Critiques filtrées sur 5 étoiles  
C'est au coeur des Halles Baltard, que nous retrouvons Lisa, la fille d'Antoine Rougon, ce dernier s'étant fait remarquer par sa fainéantise et son alcoolisme à Plassans, alors que la république était renversée par le coup d'état de décembre 1852.

Lisa est une travailleuse, et une ambitieuse . Et elle a vite pignon sur rue , dans la charcuterie de son mari, dans ce quartier foisonnant où convergent tous les producteurs de marchandises alimentaires destinées à approvisionner la capitale. C'est dire que le roman regorge de descriptions de légumes, fruits, viandes, poissons riches en couleurs et en parfums, ceux des fleurs compensant ceux de la marée.
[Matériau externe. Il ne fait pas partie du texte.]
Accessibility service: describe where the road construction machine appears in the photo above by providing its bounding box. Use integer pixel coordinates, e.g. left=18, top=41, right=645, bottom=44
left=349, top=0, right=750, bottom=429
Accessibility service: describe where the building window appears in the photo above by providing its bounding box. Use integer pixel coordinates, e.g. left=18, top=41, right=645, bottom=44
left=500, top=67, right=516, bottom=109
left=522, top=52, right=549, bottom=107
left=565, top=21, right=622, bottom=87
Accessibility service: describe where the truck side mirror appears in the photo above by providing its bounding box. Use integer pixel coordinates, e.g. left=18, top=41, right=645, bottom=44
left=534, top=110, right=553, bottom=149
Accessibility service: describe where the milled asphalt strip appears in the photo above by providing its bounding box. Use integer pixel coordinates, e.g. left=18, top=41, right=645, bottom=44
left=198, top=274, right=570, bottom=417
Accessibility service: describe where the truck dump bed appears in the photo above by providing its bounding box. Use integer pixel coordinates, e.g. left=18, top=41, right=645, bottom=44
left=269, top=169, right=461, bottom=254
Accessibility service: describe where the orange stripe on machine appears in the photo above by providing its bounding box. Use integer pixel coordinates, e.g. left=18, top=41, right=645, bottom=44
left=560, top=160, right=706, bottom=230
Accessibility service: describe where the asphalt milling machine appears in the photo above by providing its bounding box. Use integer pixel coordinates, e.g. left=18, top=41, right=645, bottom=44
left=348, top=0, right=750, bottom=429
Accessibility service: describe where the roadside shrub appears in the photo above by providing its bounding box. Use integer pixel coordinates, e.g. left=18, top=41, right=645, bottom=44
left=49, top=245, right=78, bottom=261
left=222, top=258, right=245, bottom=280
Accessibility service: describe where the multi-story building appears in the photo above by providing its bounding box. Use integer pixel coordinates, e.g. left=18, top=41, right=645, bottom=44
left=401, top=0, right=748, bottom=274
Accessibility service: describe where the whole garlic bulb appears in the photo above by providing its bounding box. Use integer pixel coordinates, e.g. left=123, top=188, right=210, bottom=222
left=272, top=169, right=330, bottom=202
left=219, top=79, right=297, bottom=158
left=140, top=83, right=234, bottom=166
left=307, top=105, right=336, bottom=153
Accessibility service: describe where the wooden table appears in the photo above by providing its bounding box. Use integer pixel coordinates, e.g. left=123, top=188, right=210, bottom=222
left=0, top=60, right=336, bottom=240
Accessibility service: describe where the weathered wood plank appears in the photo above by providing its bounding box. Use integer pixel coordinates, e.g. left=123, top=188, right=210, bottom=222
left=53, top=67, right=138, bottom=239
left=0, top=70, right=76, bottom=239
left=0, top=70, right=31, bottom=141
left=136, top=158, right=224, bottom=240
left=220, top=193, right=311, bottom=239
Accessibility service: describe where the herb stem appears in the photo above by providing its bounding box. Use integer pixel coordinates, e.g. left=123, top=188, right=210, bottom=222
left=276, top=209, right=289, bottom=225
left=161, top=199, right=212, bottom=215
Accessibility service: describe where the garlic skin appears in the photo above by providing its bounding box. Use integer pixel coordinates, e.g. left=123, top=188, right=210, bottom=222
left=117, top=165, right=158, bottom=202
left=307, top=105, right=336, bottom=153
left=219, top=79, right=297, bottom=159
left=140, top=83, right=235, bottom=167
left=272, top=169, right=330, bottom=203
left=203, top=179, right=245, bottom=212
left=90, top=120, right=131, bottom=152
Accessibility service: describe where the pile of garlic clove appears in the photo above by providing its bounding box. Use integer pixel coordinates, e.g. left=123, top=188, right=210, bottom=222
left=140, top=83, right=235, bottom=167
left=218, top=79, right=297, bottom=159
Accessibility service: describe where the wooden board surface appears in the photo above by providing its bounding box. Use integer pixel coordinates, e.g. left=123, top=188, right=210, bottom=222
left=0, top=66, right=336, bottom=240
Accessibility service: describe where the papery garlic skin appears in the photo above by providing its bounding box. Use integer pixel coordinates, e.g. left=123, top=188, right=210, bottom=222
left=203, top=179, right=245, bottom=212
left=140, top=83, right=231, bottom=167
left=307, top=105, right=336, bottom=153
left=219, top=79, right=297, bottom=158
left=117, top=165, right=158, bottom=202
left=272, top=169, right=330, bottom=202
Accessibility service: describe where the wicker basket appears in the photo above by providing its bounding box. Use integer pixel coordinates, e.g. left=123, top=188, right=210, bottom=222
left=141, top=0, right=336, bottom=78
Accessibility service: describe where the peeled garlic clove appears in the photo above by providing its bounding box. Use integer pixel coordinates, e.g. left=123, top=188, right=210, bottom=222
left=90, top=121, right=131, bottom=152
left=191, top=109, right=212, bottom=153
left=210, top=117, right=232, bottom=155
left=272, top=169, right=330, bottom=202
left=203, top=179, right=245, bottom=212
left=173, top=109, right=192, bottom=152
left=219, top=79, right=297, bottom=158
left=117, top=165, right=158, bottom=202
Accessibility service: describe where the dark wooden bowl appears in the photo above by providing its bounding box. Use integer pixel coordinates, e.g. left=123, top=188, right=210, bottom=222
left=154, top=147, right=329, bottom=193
Zola ne se prive pas de détailler les étals, au risque même d'oublier qu'il y a des saisons et qu'au 19è siècle, il est peu probable que les potirons aient côtoyé les asperges, et que l'on ait pu acheter du lilas blanc en hiver!

Outre ces tableaux grouillants de l'activité commerciale du lieu, l'intrigue se noue autour de Florent, un bagnard évadé, demi-frère de Quenu, le mari de Lisa. Accueilli à bras ouverts par les charcutiers, il fera peu à peu l'objet de ragots et de commérages, et même pour ainsi dire de fake-news, qui ne portaient alors que le nom de rumeurs et qui se propageaient à l'époque très bien via des réseaux sociaux non numériques! Il suffisait d'une commère aigrie et acariâtre pour que les réputations se fassent et se défassent comme une triante de poudre.

On y croise aussi Claude Lantier, un peintre qui traine ses guêtres et son désabusement à travers le quartier.

Beaucoup de personnages, une peinture colorée des lieux, une bonne intrigue, encore un plaisir immense pour cette lecture.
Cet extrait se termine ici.